The photo above is not some Photoshop trick. It’s a real shot of me responding to a damsel in distress whom I heard with my super hearing.
(Actually it’s the result of dozens and dozens of violent leaps onto the bed hoping my camera and his self-timer with continuous shots feature would capture something cool. We almost lost Kim’s bedside lamp and days later, my neck and back still hurt, but it was totally worth it.)
So I am two weeks in to the online photography course I signed up for, and am having a good time. I think the fact that it cost some money has helped to spur me into action. That combined with the inspiration and encouragement from the other participants has really provided the accountability I’ve been looking for.

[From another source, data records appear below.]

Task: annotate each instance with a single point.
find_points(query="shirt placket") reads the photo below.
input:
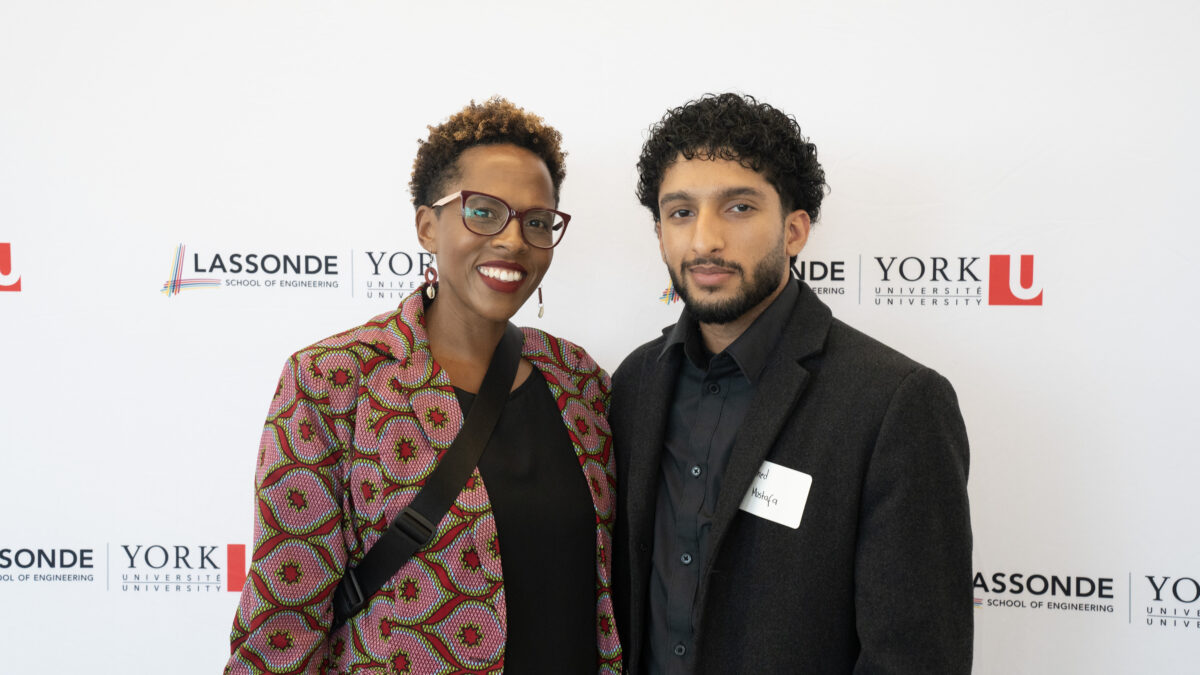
(696, 483)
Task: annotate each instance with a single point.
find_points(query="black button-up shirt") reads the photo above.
(712, 396)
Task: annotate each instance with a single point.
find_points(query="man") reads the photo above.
(792, 494)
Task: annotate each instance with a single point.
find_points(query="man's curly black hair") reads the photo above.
(492, 121)
(729, 126)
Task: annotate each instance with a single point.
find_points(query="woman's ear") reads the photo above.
(427, 228)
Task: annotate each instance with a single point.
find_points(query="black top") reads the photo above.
(546, 529)
(712, 396)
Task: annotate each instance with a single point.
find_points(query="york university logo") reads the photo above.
(9, 278)
(181, 567)
(1011, 281)
(1173, 602)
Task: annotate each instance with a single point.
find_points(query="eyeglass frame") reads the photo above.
(513, 213)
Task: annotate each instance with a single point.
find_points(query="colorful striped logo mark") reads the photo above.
(669, 296)
(177, 282)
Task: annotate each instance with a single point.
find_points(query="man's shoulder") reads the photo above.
(636, 362)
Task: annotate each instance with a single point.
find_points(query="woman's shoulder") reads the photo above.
(550, 351)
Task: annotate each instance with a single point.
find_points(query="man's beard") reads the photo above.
(749, 294)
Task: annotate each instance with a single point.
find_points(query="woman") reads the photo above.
(516, 574)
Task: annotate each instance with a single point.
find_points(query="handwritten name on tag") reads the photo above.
(778, 494)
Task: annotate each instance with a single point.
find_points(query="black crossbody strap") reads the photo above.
(415, 524)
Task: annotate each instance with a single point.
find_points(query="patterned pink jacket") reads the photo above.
(357, 423)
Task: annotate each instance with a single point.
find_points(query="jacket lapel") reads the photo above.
(643, 454)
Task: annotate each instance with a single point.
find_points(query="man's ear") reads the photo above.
(658, 232)
(426, 228)
(796, 231)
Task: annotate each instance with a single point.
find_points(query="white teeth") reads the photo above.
(501, 274)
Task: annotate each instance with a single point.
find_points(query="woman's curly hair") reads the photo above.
(496, 120)
(729, 126)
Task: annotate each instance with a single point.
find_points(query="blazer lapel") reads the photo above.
(779, 389)
(643, 455)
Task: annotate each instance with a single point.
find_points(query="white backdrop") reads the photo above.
(129, 417)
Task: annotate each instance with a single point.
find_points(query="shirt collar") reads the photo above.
(751, 348)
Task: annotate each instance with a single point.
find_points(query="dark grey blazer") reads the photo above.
(877, 577)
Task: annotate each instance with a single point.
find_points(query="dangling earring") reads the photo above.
(431, 279)
(670, 294)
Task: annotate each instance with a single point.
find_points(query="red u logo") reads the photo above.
(9, 281)
(1011, 281)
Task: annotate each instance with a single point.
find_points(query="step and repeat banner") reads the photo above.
(191, 191)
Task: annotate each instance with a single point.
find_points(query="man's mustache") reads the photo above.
(713, 262)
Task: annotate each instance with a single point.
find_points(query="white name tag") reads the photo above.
(778, 494)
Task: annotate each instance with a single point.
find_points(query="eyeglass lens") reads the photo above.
(486, 215)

One thing I’ve learned (re-learned?) so far is that starting is the hardest part. When the vision of what you want to accomplish is so grand, such as forming a new habit or amassing a portfolio of kick butt photos, it can be really intimidating to take that first step. But once you take it, you start building momentum and it becomes easier. And more fun.
The biggest thing that I’ve become reacquainted with is the power of play. Many of the prompts we’ve been given have been of a playful nature, such as “a riot of color”…

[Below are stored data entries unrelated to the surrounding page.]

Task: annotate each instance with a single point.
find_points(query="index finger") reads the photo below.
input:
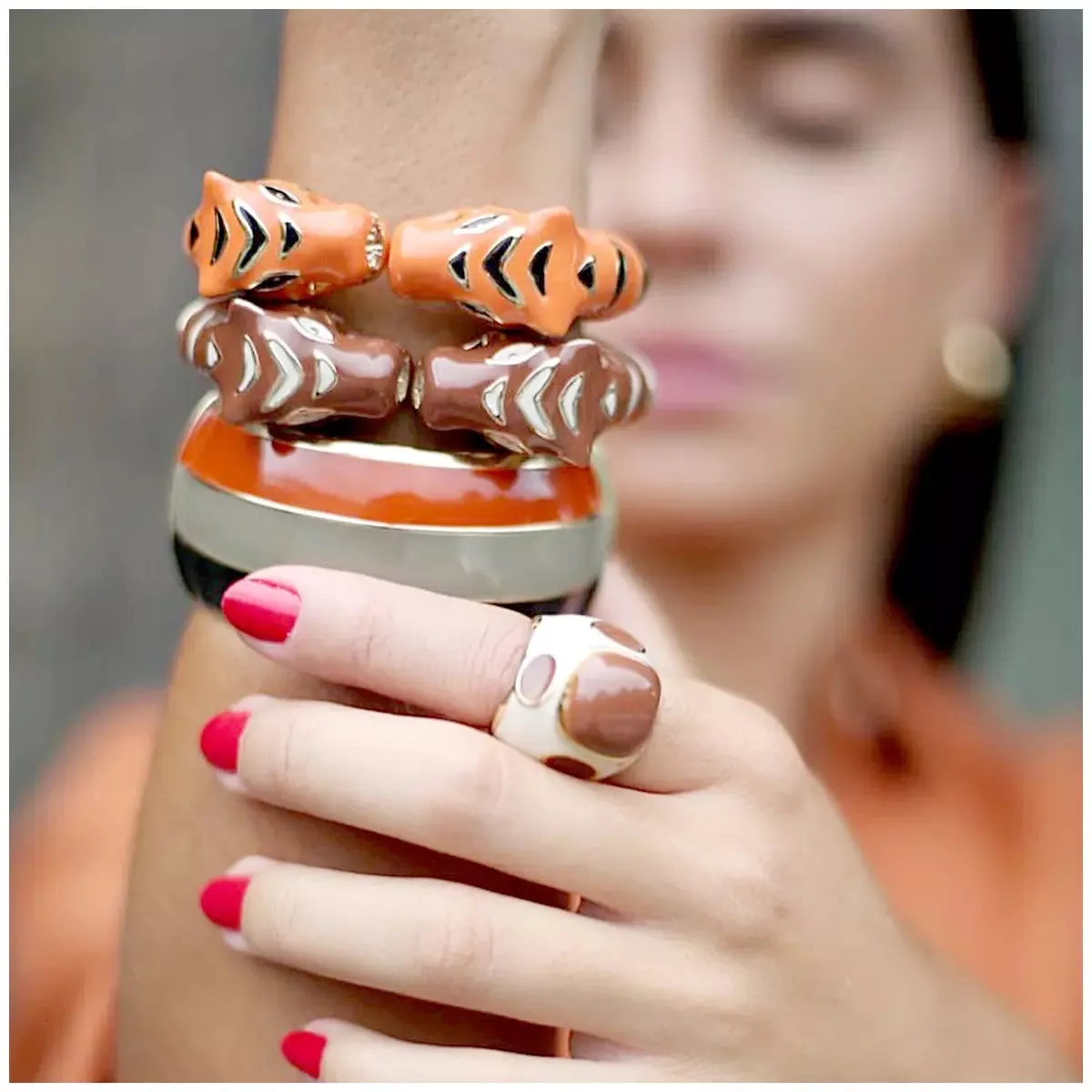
(445, 655)
(459, 660)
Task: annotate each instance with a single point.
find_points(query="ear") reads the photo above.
(1005, 263)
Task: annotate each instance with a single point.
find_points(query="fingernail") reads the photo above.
(222, 901)
(219, 740)
(261, 609)
(304, 1051)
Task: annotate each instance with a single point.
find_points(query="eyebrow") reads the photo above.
(775, 32)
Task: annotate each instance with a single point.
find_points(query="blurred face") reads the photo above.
(817, 200)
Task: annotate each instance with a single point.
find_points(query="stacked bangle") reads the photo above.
(268, 472)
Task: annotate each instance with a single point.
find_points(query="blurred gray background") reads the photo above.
(114, 118)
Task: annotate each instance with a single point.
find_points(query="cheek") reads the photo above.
(868, 265)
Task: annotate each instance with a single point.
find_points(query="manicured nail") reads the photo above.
(261, 609)
(222, 901)
(219, 740)
(304, 1051)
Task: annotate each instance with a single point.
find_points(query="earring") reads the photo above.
(976, 361)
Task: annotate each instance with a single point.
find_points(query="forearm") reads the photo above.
(407, 113)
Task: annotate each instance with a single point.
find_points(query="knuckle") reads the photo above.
(458, 945)
(288, 764)
(361, 639)
(751, 895)
(495, 658)
(774, 765)
(470, 791)
(278, 918)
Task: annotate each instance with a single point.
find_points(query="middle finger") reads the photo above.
(461, 793)
(459, 945)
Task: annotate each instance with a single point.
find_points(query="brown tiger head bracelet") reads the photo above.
(294, 365)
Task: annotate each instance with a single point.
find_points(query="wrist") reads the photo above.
(497, 110)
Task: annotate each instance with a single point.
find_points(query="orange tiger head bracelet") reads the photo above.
(536, 270)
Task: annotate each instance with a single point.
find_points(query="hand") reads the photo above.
(730, 929)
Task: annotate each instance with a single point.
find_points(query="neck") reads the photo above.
(762, 615)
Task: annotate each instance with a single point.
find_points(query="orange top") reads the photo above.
(973, 831)
(343, 480)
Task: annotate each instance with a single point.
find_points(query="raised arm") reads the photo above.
(407, 113)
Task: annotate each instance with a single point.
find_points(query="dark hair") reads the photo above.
(935, 569)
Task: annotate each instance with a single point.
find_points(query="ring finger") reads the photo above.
(459, 945)
(437, 785)
(460, 660)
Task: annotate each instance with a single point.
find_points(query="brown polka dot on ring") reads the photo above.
(610, 704)
(571, 767)
(620, 636)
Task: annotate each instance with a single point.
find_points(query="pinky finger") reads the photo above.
(333, 1051)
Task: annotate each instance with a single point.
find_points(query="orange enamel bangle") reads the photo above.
(536, 270)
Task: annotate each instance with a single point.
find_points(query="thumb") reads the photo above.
(623, 601)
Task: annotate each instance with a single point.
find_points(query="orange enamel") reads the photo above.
(332, 481)
(612, 254)
(323, 245)
(423, 251)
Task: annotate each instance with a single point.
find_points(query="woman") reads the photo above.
(827, 203)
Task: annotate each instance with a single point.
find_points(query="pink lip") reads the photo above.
(696, 376)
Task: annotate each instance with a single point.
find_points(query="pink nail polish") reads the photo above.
(261, 609)
(304, 1051)
(222, 901)
(221, 738)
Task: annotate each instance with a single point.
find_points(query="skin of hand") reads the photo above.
(408, 113)
(729, 928)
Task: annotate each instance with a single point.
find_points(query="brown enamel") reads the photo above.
(492, 261)
(527, 397)
(611, 704)
(314, 246)
(294, 364)
(571, 767)
(618, 636)
(618, 272)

…”Someone with a cape” (I came up with two)…
My best shots so far have been the result of just playing around with the camera. The first week, the instructor (aka the amazing Andrea Scher) encouraged us to try shooting things without even looking through the viewfinder. That was weird at first, but incredibly freeing! And it allowed me to get this shot of upside down leftovers in the fridge I never would have gotten otherwise:
It seems that photography is like art and most things in life: Greatness comes not when you’re trying to create something great, but when you’re goofing off.

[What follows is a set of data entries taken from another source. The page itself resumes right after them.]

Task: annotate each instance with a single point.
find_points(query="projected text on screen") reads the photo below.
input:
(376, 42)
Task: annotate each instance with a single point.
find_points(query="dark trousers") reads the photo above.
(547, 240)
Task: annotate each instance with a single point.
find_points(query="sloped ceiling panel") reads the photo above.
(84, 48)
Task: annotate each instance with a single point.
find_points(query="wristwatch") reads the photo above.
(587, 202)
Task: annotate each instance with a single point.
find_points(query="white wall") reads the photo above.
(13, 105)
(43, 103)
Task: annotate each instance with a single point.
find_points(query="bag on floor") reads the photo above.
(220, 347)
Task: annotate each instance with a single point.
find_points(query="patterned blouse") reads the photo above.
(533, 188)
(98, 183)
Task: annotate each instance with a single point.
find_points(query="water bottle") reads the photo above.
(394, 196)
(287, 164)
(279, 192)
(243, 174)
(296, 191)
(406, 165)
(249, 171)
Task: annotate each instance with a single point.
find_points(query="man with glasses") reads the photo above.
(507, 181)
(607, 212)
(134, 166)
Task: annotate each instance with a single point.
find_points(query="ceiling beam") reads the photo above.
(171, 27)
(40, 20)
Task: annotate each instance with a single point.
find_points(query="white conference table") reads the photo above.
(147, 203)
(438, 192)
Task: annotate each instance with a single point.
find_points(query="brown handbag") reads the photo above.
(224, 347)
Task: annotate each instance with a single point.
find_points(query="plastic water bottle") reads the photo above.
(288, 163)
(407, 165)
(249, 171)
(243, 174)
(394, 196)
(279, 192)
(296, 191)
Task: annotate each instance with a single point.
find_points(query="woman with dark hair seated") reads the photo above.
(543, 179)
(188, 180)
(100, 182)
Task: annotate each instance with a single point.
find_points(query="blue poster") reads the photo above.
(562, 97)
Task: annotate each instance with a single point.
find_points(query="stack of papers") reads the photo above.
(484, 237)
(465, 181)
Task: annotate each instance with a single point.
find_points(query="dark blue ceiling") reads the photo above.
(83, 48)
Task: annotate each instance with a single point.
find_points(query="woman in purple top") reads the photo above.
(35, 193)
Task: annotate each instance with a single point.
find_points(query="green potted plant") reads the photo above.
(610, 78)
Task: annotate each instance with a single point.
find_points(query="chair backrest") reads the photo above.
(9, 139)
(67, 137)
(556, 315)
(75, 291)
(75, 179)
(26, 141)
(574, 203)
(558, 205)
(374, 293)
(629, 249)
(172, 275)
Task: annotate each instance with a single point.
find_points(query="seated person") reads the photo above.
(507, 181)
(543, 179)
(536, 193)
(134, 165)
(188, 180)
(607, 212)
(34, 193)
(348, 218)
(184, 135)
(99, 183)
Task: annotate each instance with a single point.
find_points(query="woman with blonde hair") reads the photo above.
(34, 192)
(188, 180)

I knew I might be trying too hard after I snapped this one of Lucy. Did I get this by successfully coaching her to deliver the perfect expression? Had I been working hard to manipulate the light to produce such warm soft highlights?
I shot this without looking through the viewfinder with the camera on automatic “P” mode while I was trying to get a breathtaking shot of…gum balls.
I’ll say it again: Greatness comes not when you’re trying to create something great, but when you’re goofing off.
Another case in point is this one I shot just last night after Lucy was finished with her bath. (Hat tip to Kim for suggesting this as a possible subject):
The neat thing about this is that it was totally spontaneous. And it was probably the 22nd of the 30 shots I took. While importing them into my computer, I noticed the first shot was pretty boring. So was the second. And the third. But once I stopped looking through the viewfinder and started holding the camera at an angle and perilously close to the surface of the water, I got something pretty great.
It made me think of my experience doing comic strips or logo designs or greeting card verses, and how the best ideas are hardly ever the first ones.
Once again, another lesson that bleeds beyond the field of art.
In our fast-paced, instant gratification culture, too often we’re searching for good enough, and settle for the first decent idea that solves the problem at hand. Whether you’re in a brainstorming meeting at work or huddling with your husband trying to figure out a way you can stay home with the kids AND bring in a bit of side income, it’s when we push past the obvious ideas — and start having some fun — that we get to the solutions that are truly great.
Oh how unfortunate it is for us — and yet deliciously satisfying for Adultitis — that we routinely underestimate the power of play.